TAMPA - There are no words in the video.
"Movement is something we all do," explained USF dance student Brittany Williams.
These University of South Florida dance majors believe their craft can be more powerful than language, expressing what many young people are put through at school.
"It was middle school and high school," explained Williams.
"She would pick on me, call my phone all the time. Every time she'd see me, we'd get into an altercation or she wanted to have an altercation with me," she said.
"I was bullied for my size," said USF dance student Sean McDonald.
"I struggled with being able to stand-up to bullying, being able to say no," said USF dance student Jenne-elise Galluzzi.
The seven minute, anti-bullying message created by USF Dance Professor Andrew Carroll is impacting kids all over the United States and beyond (see the video below or at http://youtu.be/h3wWUq0fJWA ).
"The entire Los Angeles school district of over a thousand schools adopted it. Then it got picked up by "Bully No Way" in Australia and then Northern Ireland," said Professor Carroll.
This is the type of media Hillsborough County Commissioner Sandra Murman says is worthwhile.
"When you've got ten percent of your two hundred thousand student population just in the last 30 days being victims of cyber-bullying, we know we have a long way to go to educate our students," she said.
Murman is asking for $20,000 county budget dollars for local schools to help fund an already existent anti-bullying campaign. Right now, only 23 schools participate, and they need materials to relay the powerful message that bullying hurts.

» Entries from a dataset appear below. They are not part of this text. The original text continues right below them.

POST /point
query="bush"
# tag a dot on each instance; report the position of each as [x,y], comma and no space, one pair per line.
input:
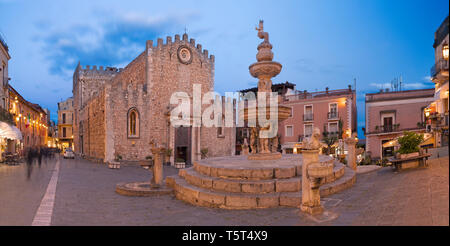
[409,142]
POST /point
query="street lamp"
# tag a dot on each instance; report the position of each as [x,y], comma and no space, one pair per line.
[445,51]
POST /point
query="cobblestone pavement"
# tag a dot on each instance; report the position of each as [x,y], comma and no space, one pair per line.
[20,197]
[85,195]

"Their movement is really fragile, delicate, honest," said McDonald describing part of the video.
"The way he comes in and out of the floor really suggests the ups and downs and the highs and lows," said Galluzzi.
"It's a voice for the voiceless who are not able to speak up or didn't have, me, I didn't have anyone who could say, you can say no, or you can walk away," said Williams.
"I really feel that dance can express sometimes where words fail," said Professor Carroll.